As we move into summer, many unanswered questions about the COVID-19 pandemic remain. Who gets sick and why? What are the routes of transmission, and how do we stay safe? What activities can we return to and when?
This is not the first and will not be the last pandemic caused by a highly infectious virus. Nevertheless, people are scared and want control or at least predictability. Unfortunately, the primary certainty we have right now is that we have few familiar benchmarks.
One of the most active debates is whether or not the SARS-CoV-2 virus is transmitted over significant distances through the air. In summary, it looks like it is! There is enough evidence of airborne transmission that, out of prudence, we need to address this vector in our management of COVID-19.

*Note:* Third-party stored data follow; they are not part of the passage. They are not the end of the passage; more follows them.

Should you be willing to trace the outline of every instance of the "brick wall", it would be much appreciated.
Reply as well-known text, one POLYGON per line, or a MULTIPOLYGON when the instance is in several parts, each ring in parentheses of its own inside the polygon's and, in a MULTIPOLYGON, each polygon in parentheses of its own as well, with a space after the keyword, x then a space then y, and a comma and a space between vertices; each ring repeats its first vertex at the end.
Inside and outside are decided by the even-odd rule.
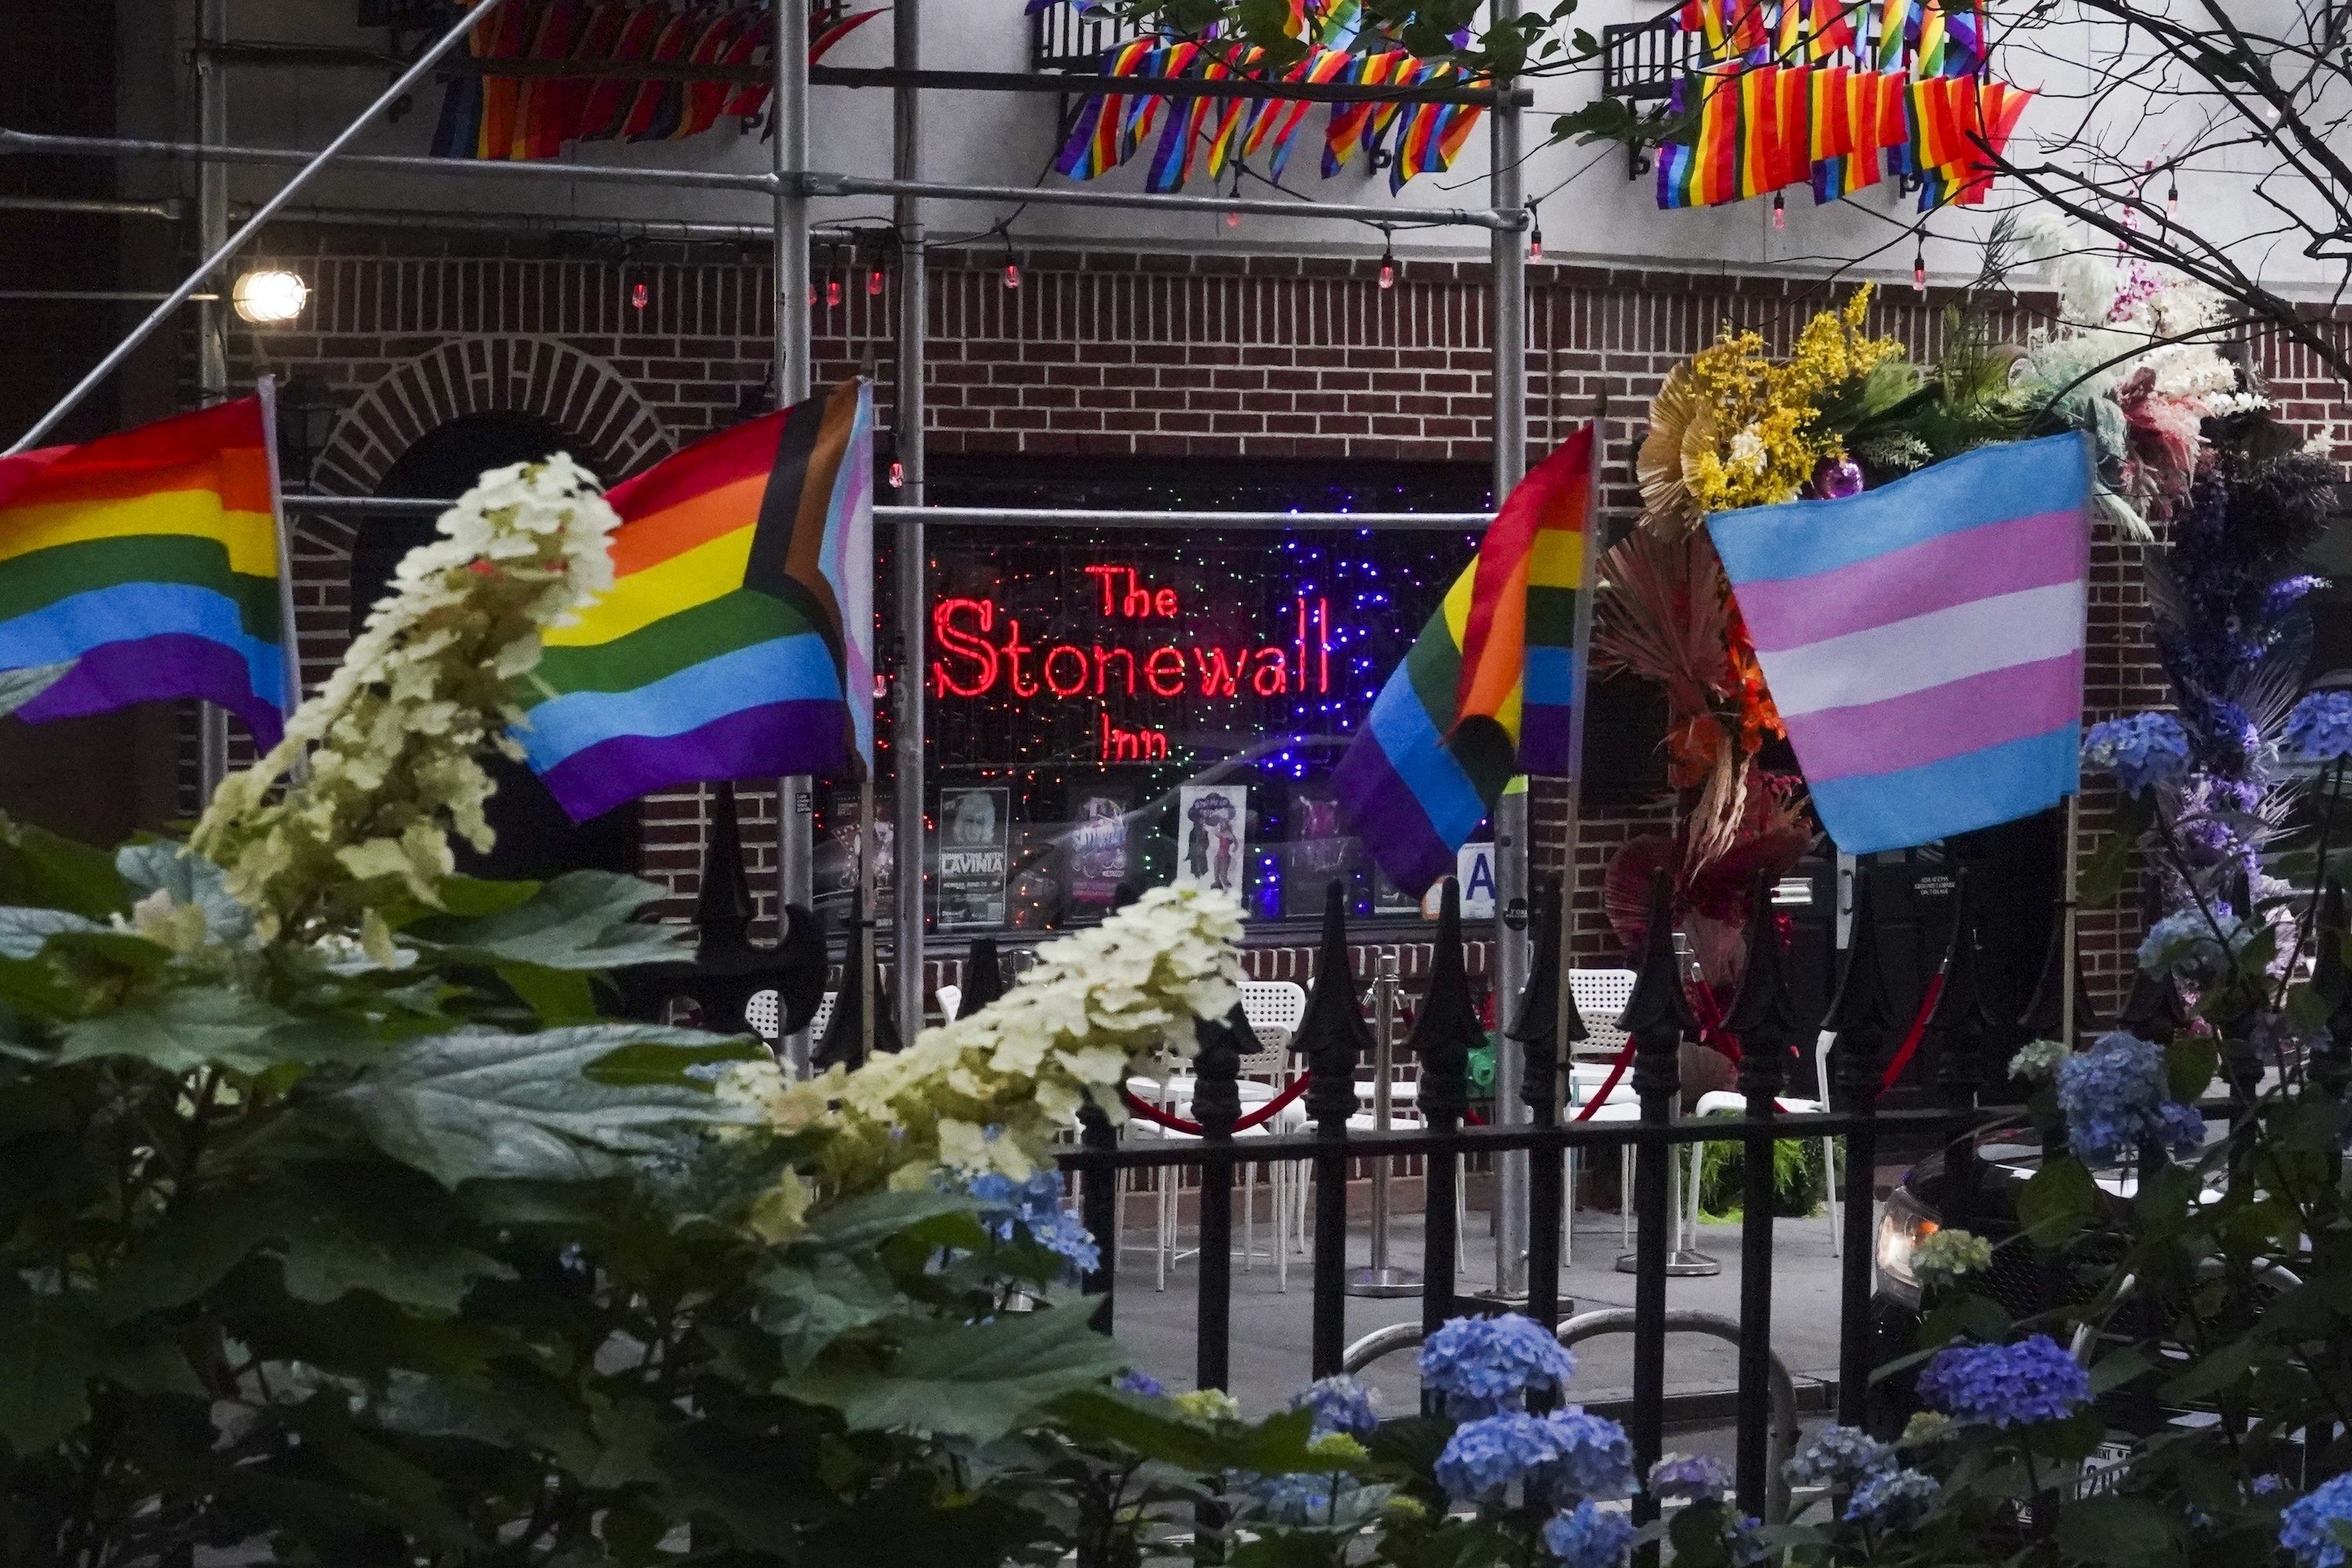
MULTIPOLYGON (((300 231, 293 231, 297 236, 300 231)), ((608 478, 644 467, 730 422, 768 374, 772 312, 766 268, 732 250, 646 251, 635 259, 562 254, 545 236, 325 230, 281 248, 314 284, 299 330, 247 336, 247 374, 264 358, 281 374, 310 371, 346 413, 316 479, 359 493, 419 436, 483 410, 543 416, 577 434, 580 454, 608 478), (642 309, 635 286, 646 289, 642 309)), ((892 286, 869 294, 846 250, 816 258, 819 381, 869 357, 880 417, 891 417, 892 286), (837 301, 837 302, 836 302, 837 301)), ((1485 461, 1491 427, 1485 269, 1414 262, 1381 289, 1368 262, 1299 258, 1031 253, 1007 289, 998 253, 934 258, 929 439, 934 453, 1179 456, 1223 458, 1402 458, 1485 461)), ((1814 280, 1529 269, 1530 437, 1565 435, 1608 400, 1605 506, 1638 505, 1632 459, 1642 412, 1666 370, 1728 322, 1776 346, 1829 295, 1814 280)), ((1898 289, 1874 325, 1920 357, 1944 331, 1941 298, 1898 289)), ((1993 325, 2021 336, 2037 301, 1997 306, 1993 325)), ((2352 403, 2306 351, 2256 343, 2284 411, 2352 457, 2352 403)), ((306 676, 341 652, 348 626, 347 525, 299 524, 298 617, 306 676)), ((2160 701, 2146 635, 2142 545, 2103 528, 2094 557, 2093 716, 2160 701)), ((774 849, 772 793, 740 796, 762 918, 774 849)), ((2084 802, 2084 837, 2112 800, 2084 802)), ((691 907, 704 823, 699 792, 647 801, 645 873, 691 907)), ((1562 802, 1535 802, 1539 863, 1565 845, 1562 802)), ((1587 820, 1579 836, 1576 945, 1614 950, 1599 915, 1600 866, 1666 809, 1587 820)), ((2112 1006, 2137 916, 2085 926, 2085 963, 2112 1006)), ((1296 959, 1263 961, 1280 968, 1296 959)), ((934 977, 936 983, 938 977, 934 977)))

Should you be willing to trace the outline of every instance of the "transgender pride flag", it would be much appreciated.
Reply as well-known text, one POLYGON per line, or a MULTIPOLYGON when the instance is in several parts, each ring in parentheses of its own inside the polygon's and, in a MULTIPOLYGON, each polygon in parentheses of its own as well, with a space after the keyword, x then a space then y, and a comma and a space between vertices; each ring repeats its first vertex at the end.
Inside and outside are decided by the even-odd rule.
POLYGON ((2090 511, 2088 445, 2068 435, 1706 520, 1840 849, 1907 848, 2074 793, 2090 511))

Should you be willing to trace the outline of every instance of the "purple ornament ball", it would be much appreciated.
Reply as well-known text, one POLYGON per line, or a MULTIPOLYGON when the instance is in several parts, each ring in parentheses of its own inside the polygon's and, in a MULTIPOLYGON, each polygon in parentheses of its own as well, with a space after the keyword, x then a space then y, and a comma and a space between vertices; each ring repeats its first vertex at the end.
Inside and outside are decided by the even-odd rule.
POLYGON ((1862 465, 1852 458, 1823 458, 1813 468, 1813 493, 1823 500, 1860 495, 1862 465))

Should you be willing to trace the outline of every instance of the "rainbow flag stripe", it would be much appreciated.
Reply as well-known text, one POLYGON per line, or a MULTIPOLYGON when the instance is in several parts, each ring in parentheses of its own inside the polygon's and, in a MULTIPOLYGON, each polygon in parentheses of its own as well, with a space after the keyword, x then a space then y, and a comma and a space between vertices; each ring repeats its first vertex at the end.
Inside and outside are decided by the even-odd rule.
POLYGON ((2079 434, 1707 519, 1840 849, 1908 848, 2074 792, 2090 521, 2079 434))
POLYGON ((551 695, 514 731, 574 820, 870 763, 873 468, 872 394, 845 382, 613 488, 612 591, 548 633, 551 695))
POLYGON ((1418 894, 1521 772, 1575 764, 1590 426, 1513 489, 1332 774, 1381 868, 1418 894))
POLYGON ((0 669, 73 662, 33 722, 198 697, 274 746, 299 694, 267 383, 196 414, 0 458, 0 669))

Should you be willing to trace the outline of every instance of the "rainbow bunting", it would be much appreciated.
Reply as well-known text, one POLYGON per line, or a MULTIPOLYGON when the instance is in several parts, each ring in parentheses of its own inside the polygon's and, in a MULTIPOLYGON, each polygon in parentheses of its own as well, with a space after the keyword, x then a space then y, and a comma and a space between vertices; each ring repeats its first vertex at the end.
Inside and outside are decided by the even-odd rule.
POLYGON ((1812 172, 1813 163, 1813 68, 1782 66, 1777 84, 1777 120, 1779 157, 1772 167, 1772 188, 1800 184, 1812 172))
POLYGON ((16 717, 197 697, 267 750, 300 690, 269 384, 196 414, 0 458, 0 669, 70 663, 16 717))
POLYGON ((1731 199, 1760 196, 1774 188, 1780 164, 1780 78, 1777 66, 1749 66, 1739 72, 1735 110, 1738 172, 1731 199))
POLYGON ((1879 0, 1877 65, 1881 71, 1902 70, 1903 49, 1916 25, 1913 7, 1917 4, 1918 0, 1879 0))
POLYGON ((1853 17, 1846 9, 1848 4, 1849 0, 1812 0, 1812 30, 1805 41, 1807 59, 1818 65, 1841 50, 1853 47, 1853 17))
POLYGON ((1912 51, 1911 74, 1944 74, 1943 0, 1919 0, 1919 42, 1912 51))
POLYGON ((872 391, 845 382, 613 488, 612 590, 548 633, 549 694, 514 730, 575 821, 871 766, 873 445, 872 391))
POLYGON ((1327 49, 1344 49, 1364 30, 1364 0, 1333 0, 1317 24, 1315 41, 1327 49))
POLYGON ((1591 453, 1587 426, 1512 489, 1332 775, 1408 892, 1454 869, 1514 773, 1576 768, 1591 453))

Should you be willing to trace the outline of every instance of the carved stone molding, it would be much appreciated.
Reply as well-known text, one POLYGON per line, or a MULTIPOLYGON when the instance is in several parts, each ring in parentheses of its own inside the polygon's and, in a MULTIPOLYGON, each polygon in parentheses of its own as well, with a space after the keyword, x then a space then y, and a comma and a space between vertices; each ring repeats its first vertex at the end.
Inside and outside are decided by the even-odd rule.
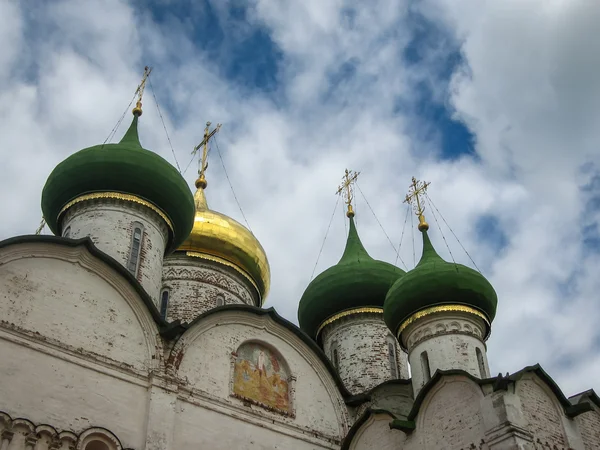
POLYGON ((67 430, 59 433, 51 425, 40 424, 36 426, 27 419, 12 419, 10 415, 2 411, 0 411, 0 421, 4 428, 0 433, 0 448, 2 449, 10 445, 16 433, 22 433, 25 436, 26 450, 33 450, 39 440, 48 442, 48 449, 56 450, 84 450, 85 446, 93 440, 104 442, 110 450, 123 450, 121 441, 105 428, 88 428, 79 434, 67 430))
POLYGON ((237 275, 230 273, 219 266, 209 265, 202 260, 191 257, 166 258, 163 269, 163 283, 169 281, 186 280, 196 281, 223 289, 238 297, 247 305, 254 305, 255 301, 248 288, 237 275))
POLYGON ((450 334, 472 336, 483 343, 485 323, 471 314, 438 313, 423 317, 406 327, 402 332, 402 343, 410 350, 427 339, 450 334))

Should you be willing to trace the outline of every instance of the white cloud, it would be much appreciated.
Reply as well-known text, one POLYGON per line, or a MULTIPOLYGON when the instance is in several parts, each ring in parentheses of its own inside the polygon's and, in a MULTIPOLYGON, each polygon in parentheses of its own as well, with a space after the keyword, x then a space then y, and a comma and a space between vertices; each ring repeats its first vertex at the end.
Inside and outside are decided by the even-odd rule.
MULTIPOLYGON (((419 9, 448 41, 430 48, 421 64, 407 66, 407 4, 390 0, 353 10, 351 3, 252 3, 249 23, 263 27, 283 55, 275 94, 228 81, 208 50, 190 38, 189 21, 155 23, 147 11, 116 0, 109 6, 51 2, 33 12, 2 3, 0 37, 11 45, 0 49, 0 79, 6 81, 0 85, 6 161, 0 236, 35 230, 47 175, 70 153, 104 141, 149 63, 181 165, 207 120, 224 124, 218 142, 229 176, 272 266, 267 306, 296 320, 343 169, 362 171, 360 187, 394 245, 405 220, 402 199, 416 175, 432 181, 432 199, 498 291, 492 370, 540 362, 567 393, 587 389, 600 368, 594 347, 600 286, 598 258, 584 256, 578 226, 580 188, 590 177, 581 167, 598 159, 600 39, 594 24, 600 6, 430 0, 419 9), (435 74, 440 56, 453 46, 460 46, 465 64, 448 91, 435 74), (332 74, 348 63, 352 75, 332 86, 332 74), (439 161, 437 143, 413 129, 415 118, 394 110, 398 97, 415 101, 421 80, 468 124, 479 160, 439 161), (508 238, 499 254, 475 233, 484 215, 497 218, 508 238)), ((228 23, 219 4, 215 10, 228 23)), ((247 32, 236 30, 228 39, 247 32)), ((127 114, 117 136, 129 120, 127 114)), ((141 138, 173 161, 150 91, 141 138)), ((194 169, 186 173, 190 185, 194 169)), ((215 150, 208 179, 211 207, 242 221, 215 150)), ((393 262, 395 253, 360 194, 357 201, 365 246, 393 262)), ((435 229, 433 217, 428 220, 435 229)), ((341 256, 344 232, 338 206, 317 273, 341 256)), ((468 263, 444 232, 454 257, 468 263)), ((412 234, 405 230, 402 249, 409 266, 412 234)), ((435 231, 433 239, 449 257, 435 231)), ((417 242, 417 258, 419 248, 417 242)))

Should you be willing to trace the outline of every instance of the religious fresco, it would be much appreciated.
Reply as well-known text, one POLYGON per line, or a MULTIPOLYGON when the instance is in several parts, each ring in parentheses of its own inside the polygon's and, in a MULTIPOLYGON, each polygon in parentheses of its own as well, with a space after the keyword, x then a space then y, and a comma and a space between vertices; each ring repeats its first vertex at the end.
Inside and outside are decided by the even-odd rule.
POLYGON ((289 374, 277 355, 257 344, 242 345, 235 359, 233 395, 290 414, 289 374))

There is compelling historical precedence for accepting airborne transmission. For example, when the Black Death decimated the European population during the 14th century, up to 60% of people living in London died between the autumn of 1348 to the spring of 1349. The transmission of the causative Yersinia pestis bacterium was blamed on flea-carrying rats. In 2018, however, genetic analysis of 25 skeletons unearthed in London told a different story. Researchers in England concluded that the bacterium must have been transmitted through the air in order for it to have spread through the population so quickly. In other words, the pneumonic vector was much more important than considered at the time. If people had realized this, they could have taken intentional steps to decrease airborne contagion rather than focusing almost entirely on controlling rodents.
We do not want to miss any opportunity to decrease the spread of COVID-19. The same genetic analysis techniques used to examine the London corpses have broadened our understanding of the transmission vectors of pathogens. When the respiratory tract is the primary organ in which replication or colonization occurs, there is some amount of long-distance aerosol transmission.
By acknowledging the airborne route, we open up the most effective toolbox available to us, that of managing the indoor environment. Thankfully, we have an abundance of tools to do this. The ASHRAE Epidemic Task Force has created an excellent website to guide building managers in the operation of HVAC systems during occupied and unoccupied times.
For example, we know that humidifying the indoor air to between 40%-60% relative humidity decreases the number of infectious particles in the air and simultaneously bolsters our respiratory immune system — a two-for-one benefit. Fresh-air ventilation helps dilute indoor contaminants. Infectious viral particle counts indoors can be lowered by proper filtration, UV light irradiation, and other air-disinfection strategies.
In order to have the motivation to use ASHRAE guidance, we have to understand that indoor airborne transmission is a likely route through which SARS-CoV-2 spreads. While this sounds scary and difficult to control, ignoring it is even worse. If we do not acknowledge it and continue to focus solely on short range and contact transmission with social distancing, face masks, and hand and surface hygiene, we will have suboptimal results and become even more divided over the correct way to move forward.